A payment schedule is an out-of-court agreement for the collection of unpaid debts, which allows you to defer payment of all or part of an invoice until a later date. In most cases, the payment schedule provides for regular payments (monthly, quarterly or annually) to clear the debt. Offering this option to a customer in arrears can be a real opportunity for the company. It can help reduce the risk of loss, control cash flow, and possibly preserve business relations with the customer in difficulty. Here’s how it works.
What is a payment schedule?
A payment plan is an agreement between a creditor company and its debtor customer who is unable to pay the invoice when due. The company then agrees a payment plan with its customer, spreading out the payments over time. The payment schedule specifies the duration, due dates, instalment amounts and outstanding amounts.
This is an out-of-court collection solution for trade receivables, which can be set up at the customer’s request or on the company’s own initiative. In all cases, the parties are free to accept or reject the agreement.
Why set up a payment schedule?
Setting up a payment schedule has a number of advantages, including for the creditor company.
First and foremost, a payment schedule is an effective solution for reducing loss runs. By agreeing to spread payments over time, the company ensures that it will receive payment even if it takes longer. What’s more, it preserves business relations with the customer. This is all the more important in the event of temporary difficulties.
Agreeing a payment schedule also makes it easier to monitor and anticipate payments. The agreement specifies payment amounts and due dates, enabling efficient monitoring of the file, as well as cash flow and accounting management. The company knows exactly what it will receive and when, and can act quickly if the payment schedule is not respected. What’s more, in the event of non-payment after a payment schedule has been set up, the company can send a reminder to the customer and a formal notice before terminating the payment schedule and initiating legal collection proceedings.

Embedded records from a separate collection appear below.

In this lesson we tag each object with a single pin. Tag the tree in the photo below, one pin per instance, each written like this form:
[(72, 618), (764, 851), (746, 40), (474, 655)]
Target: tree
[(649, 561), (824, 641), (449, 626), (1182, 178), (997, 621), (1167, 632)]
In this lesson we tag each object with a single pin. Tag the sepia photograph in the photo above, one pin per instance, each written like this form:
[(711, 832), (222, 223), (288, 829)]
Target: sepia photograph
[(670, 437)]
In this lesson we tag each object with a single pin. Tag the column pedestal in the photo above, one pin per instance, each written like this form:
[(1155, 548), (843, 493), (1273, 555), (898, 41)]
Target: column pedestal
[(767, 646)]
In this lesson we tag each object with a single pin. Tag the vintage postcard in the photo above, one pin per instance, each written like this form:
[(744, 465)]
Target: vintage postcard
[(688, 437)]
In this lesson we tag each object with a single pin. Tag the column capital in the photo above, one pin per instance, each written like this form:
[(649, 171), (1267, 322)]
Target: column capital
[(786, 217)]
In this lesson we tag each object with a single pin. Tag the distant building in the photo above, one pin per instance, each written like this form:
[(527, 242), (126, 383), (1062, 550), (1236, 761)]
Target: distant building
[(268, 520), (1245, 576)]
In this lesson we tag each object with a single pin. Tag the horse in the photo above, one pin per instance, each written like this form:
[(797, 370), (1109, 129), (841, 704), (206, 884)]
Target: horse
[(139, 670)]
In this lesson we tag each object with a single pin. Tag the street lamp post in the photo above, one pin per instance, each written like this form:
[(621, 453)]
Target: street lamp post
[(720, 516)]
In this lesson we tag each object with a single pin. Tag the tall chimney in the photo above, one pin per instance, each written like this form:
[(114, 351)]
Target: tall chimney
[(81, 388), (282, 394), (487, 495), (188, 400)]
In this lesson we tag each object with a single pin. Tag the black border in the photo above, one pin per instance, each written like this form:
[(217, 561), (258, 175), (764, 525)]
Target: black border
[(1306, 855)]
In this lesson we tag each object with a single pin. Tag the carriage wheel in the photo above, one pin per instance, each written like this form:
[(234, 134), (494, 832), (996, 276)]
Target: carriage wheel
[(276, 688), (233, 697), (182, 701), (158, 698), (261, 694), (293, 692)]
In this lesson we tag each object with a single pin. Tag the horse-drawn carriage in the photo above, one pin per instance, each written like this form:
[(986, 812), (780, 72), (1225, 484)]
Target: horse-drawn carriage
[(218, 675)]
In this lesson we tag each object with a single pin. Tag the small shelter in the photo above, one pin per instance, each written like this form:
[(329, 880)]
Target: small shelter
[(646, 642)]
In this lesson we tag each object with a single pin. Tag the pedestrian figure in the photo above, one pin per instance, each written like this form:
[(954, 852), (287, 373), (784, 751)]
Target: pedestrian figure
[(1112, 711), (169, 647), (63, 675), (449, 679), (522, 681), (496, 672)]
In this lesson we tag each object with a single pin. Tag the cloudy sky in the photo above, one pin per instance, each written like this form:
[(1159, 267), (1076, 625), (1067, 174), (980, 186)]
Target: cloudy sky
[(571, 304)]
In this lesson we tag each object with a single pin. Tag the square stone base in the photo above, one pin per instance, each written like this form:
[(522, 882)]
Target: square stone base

When should a payment schedule be set up?
A payment schedule is a good solution when the customer is experiencing temporary difficulties, especially if you want to continue your business relationship afterwards. In this case, you can decide to wait until the debt has been settled before concluding new contracts, or reduce the payment terms for future transactions.
The success of a payment schedule depends on communication and a coherent compromise between the expectations of the company, which wants to recover the amount of its invoice as quickly as possible, and the financial situation of its customer. The two must be reconciled, to avoid agreeing a payment plan that the debtor will be unable to keep.
How do you set up an effective payment schedule?
Drawing up a payment schedule
The law does not lay down any specific formalities for drawing up a payment schedule. However, for practical and evidentiary reasons, it is advisable to draw up a written agreement signed by both parties.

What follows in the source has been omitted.